I've attended cooking classes with friends, co-workers, direct reports, solo and as a date night. In many ways participating in a cooking class can tell you a lot about a person. Classes often have at least one participant who displays one of the following behaviors:
  • Chatty: talks the entire time the instructor is talking and then ask others nearby to repeat what was said
  • Competitive: rush into the classroom to secure the seat closest to the instructor and will rush through to prepare the food
  • Contrarian: challenges the instructors directions and guidance to let the instructor and other participants  know they have cooking experience
  • Dictatorial: very similar to the Contrarian, but attempts to instruct and correct fellow classmates on how to cook
  • Sanitary challenged: constantly touching hair, face, nose, phone and other unclean items while cooking. In some classes the instructor takes on the task of reminding the Sanitary challenged to wash their hands.

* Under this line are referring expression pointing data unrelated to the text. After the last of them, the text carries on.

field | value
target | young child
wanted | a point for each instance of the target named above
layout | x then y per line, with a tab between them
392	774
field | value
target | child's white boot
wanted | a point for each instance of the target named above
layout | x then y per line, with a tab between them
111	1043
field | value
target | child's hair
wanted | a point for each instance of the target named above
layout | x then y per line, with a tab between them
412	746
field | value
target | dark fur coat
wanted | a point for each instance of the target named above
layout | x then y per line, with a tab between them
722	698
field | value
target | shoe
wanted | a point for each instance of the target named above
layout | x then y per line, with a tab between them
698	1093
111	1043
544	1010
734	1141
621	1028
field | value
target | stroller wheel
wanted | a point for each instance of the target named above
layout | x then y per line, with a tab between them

Other instructors tell the entire class that for the well being of all present, the instructor, volunteer teaching staff or classmates may ask students to wash their hands and not to be offended.
Most of the time the class flows smoothly and everyone leaves with a recipe packet and a tummy full of food.  Then there are the classes where something inexplicable happens - perhaps a personality clash, miscommunication, simple misunderstanding. More often than not the class participants just move on and focus on the task at hand because the class is only for a few hours.  Sometimes, the conflict seems unavoidable. One evening I was the last arrival at a setting for four participants. As the instructor reviewed the recipe packet with the class one  of the women at my table began talking to her friend and as the talking continued the instructor stopped and asked the woman if she had a question. The woman replied that she didn't have a question. When we commenced to making the dishes in the recipe packet the woman challenged the direction being taken on each dish. This behavior so infuriated another team member that she refused to work with the woman  the entire evening.  The woman and her friend made a hasty retreat shortly after eating the meal we had prepared.
 
Despite that tense group moment I still peruse course catalogs, emails, and booklets from organizations to learn a new technique or how to prepare a dish.  More friends have begun suggesting cooking classes or cooking organizations to me.
 
Where do you take cooking classes?
 
My name is Technicolor girl and I'm a cooking class junkie. I'll see you in class!